Let \(A_{900}\) be the average rent paid by the 900 people. Then \(E(A_{900}) = 1500\) and \(SD(A_{900}) = \frac{810}{\sqrt{900}} = 27\).

We don’t know the shape of the distribution of any individual’s rent. But since the sample size is large, the Central Limit Theorem says that the distribution of the total rent paid by the sampled people is approximately normal. The average rent is the total rent divided by the constant 900, so it’s just a change of units of measurement. The distribution of the average rents is thus also approximately normal.

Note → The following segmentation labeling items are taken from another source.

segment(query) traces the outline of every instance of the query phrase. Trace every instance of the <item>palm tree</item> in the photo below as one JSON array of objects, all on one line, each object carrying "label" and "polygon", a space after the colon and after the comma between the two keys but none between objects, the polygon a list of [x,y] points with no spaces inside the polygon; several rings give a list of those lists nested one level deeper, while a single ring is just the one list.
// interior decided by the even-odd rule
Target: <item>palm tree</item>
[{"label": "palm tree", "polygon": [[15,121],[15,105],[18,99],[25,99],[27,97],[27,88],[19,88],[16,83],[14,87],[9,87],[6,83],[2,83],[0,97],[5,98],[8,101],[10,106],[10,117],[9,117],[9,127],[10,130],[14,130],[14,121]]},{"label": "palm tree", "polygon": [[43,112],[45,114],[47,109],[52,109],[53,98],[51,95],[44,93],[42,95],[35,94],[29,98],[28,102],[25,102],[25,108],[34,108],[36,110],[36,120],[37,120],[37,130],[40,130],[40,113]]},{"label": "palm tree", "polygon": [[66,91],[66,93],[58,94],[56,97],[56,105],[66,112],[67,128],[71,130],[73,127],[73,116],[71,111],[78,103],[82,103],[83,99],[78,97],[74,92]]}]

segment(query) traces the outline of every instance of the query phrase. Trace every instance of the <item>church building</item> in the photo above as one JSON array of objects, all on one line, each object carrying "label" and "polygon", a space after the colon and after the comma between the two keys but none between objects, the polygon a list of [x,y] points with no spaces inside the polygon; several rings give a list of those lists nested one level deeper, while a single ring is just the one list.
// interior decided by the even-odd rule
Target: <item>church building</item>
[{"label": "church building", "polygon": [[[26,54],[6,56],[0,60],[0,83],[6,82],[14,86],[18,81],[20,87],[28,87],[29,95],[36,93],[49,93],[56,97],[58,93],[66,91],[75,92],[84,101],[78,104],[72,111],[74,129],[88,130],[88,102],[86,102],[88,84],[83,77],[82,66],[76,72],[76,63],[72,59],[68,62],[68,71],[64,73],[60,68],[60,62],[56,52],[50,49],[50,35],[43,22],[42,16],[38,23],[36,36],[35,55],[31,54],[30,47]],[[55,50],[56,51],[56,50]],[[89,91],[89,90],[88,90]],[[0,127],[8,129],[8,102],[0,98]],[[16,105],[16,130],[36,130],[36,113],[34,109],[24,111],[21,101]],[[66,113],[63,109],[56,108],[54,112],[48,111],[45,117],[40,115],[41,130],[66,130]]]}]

Our goal is to find the distance \(d\) shown in the figure below.

../../_images/03_Normal_Approximation_17_0.png

Each of the two tails has area 5%, so \(z_2\) is the 95th percentile of the standard normal curve. That is,

\[ z_2 = \Phi^{-1}(0.95) \approx 1.645 \]
stats.norm.ppf(0.95)
1.6448536269514722

This tells us that the right-most point \(1500 + d\) is \(1.645\) SDs above the center.

Since \(SD(A_n) = 27\), we have \(d = 1.645 \times 27 \approx 44.42\).

With chance about 90%, the average rent of the sampled individuals is in the range \(1500 \pm 44.42\).

Don’t worry about how many decimal places you should provide. The Central Limit Theorem only says that the distribution of a large random sample sum (or average) is approximately normal, so the answer is an approximation anyway.